When I use my SQL-based tasks I can easily "catch" and use the parameters with {{params.variable}}
. For example if I pass the variables country
and city
from Airflow, I currently do this in the SQL-file called by the Airflow DAG:
SELECT id, name FROM my_{{params.country}}_dataset.abc123_{{params.city}}_table
in order to be able to run the same SQL-script for several countries and cities in Airflow.
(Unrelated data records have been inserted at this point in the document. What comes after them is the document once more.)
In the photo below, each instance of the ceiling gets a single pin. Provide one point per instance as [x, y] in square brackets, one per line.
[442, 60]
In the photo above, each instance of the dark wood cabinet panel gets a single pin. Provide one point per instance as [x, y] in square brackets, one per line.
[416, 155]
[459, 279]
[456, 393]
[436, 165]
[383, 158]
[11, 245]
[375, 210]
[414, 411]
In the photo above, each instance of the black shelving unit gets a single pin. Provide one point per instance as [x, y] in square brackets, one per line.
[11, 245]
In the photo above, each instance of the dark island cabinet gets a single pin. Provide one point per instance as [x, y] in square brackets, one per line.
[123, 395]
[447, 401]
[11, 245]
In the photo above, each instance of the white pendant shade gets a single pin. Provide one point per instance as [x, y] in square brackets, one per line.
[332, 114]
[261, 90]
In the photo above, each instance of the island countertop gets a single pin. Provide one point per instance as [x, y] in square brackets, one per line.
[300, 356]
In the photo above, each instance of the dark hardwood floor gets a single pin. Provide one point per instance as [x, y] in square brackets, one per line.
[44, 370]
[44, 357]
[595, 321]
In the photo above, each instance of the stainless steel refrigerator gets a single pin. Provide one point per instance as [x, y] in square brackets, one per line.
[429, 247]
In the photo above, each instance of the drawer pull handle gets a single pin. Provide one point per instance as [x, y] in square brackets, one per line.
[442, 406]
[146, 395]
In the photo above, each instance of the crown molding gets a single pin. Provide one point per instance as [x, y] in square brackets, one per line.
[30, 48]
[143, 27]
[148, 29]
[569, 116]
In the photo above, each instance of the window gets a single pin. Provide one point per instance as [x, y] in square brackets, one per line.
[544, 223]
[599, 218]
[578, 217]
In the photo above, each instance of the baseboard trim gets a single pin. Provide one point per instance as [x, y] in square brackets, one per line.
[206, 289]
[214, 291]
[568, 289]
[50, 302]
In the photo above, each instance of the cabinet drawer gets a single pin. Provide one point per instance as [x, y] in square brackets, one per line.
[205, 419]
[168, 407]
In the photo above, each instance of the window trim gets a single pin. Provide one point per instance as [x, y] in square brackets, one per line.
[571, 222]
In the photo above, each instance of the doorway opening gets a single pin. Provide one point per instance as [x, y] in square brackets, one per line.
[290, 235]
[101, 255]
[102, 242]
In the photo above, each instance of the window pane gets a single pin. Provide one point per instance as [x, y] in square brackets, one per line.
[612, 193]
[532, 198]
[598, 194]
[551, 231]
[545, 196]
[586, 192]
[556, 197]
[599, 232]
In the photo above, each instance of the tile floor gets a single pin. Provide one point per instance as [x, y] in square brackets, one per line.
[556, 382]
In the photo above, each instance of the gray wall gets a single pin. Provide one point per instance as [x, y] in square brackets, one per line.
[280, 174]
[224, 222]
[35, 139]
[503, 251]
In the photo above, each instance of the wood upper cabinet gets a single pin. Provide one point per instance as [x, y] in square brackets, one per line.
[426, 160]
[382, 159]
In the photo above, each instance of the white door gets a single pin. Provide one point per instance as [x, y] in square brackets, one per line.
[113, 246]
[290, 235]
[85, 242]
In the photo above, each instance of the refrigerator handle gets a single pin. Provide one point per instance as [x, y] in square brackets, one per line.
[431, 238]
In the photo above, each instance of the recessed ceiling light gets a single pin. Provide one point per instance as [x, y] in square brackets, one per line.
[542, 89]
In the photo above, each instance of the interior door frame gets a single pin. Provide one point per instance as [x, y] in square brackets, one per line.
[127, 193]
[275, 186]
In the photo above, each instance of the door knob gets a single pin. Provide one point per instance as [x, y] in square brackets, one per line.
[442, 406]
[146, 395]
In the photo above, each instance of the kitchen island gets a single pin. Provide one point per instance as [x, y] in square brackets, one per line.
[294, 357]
What is the equivalence in Dataform / sqlx? I preferrably want to use this is in the source/config in which I define my data sources, in Dataform.
Upvotes: 1
Views: 2178
Reputation: 1
I've tried the method provided by Lucas. It worked, but I had to change compilation_result
to
compilation_result = {
"code_compilation_config": {
"default_schema": DEFAULT_SCHEMA,
"vars": {"country": some_country, "city": some_city},
},
}
BTW, my version of google provider is apache-airflow-providers-google==8.9.0
Upvotes: 0
Reputation: 36
To execute your dataform code, you first need to compile it. Fortunately you can do it through Airflow using the DataformCreateCompilationResultOperator
. This Airflow Operator take a parameter called compilation_result
. This parameter is where you can pass your variables (those from the dataform.json
).
Below an example :
compilation_result = {
"code_compilation_config": {"default_schema": DEFAULT_SCHEMA},
"vars": {
"country": some_country,
"city": some_city
}
}
DataformCreateCompilationResultOperator(
task_id="create_compilation_result",
project_id=PROJECT_ID,
region=DATAFORM_REGION,
repository_id=DATAFORM_REPOSITORY_ID,
compilation_result=compilation_result,
start_date=days_ago(1),
timeout=None
)
Then you can use the DataformCreateWorkflowInvocationOperator
to execute you workflow :
create_workflow_invocation = DataformCreateWorkflowInvocationOperator(
task_id='create_workflow_invocation',
project_id=PROJECT_ID,
region=DATAFORM_REGION,
repository_id=DATAFORM_REPOSITORY_ID,
workflow_invocation={
"compilation_result": "{{ task_instance.xcom_pull('create_compilation_result')['name'] }}"
},
start_date=days_ago(1),
timeout=None
)
Upvotes: 1
Reputation: 5110
You can define your query as:
SELECT id, name FROM my_${dataform.projectConfig.vars.country}_dataset.abc123_{dataform.projectConfig.vars.city}_table
Then you can provide the variables default values in the dataform.json
file:
{
...
"vars": {
"country": "some_country",
"city": "some_city",
},
...
}
and override them using dataform CLI:
dataform run --vars=country=another_country,city=another_city
Upvotes: 1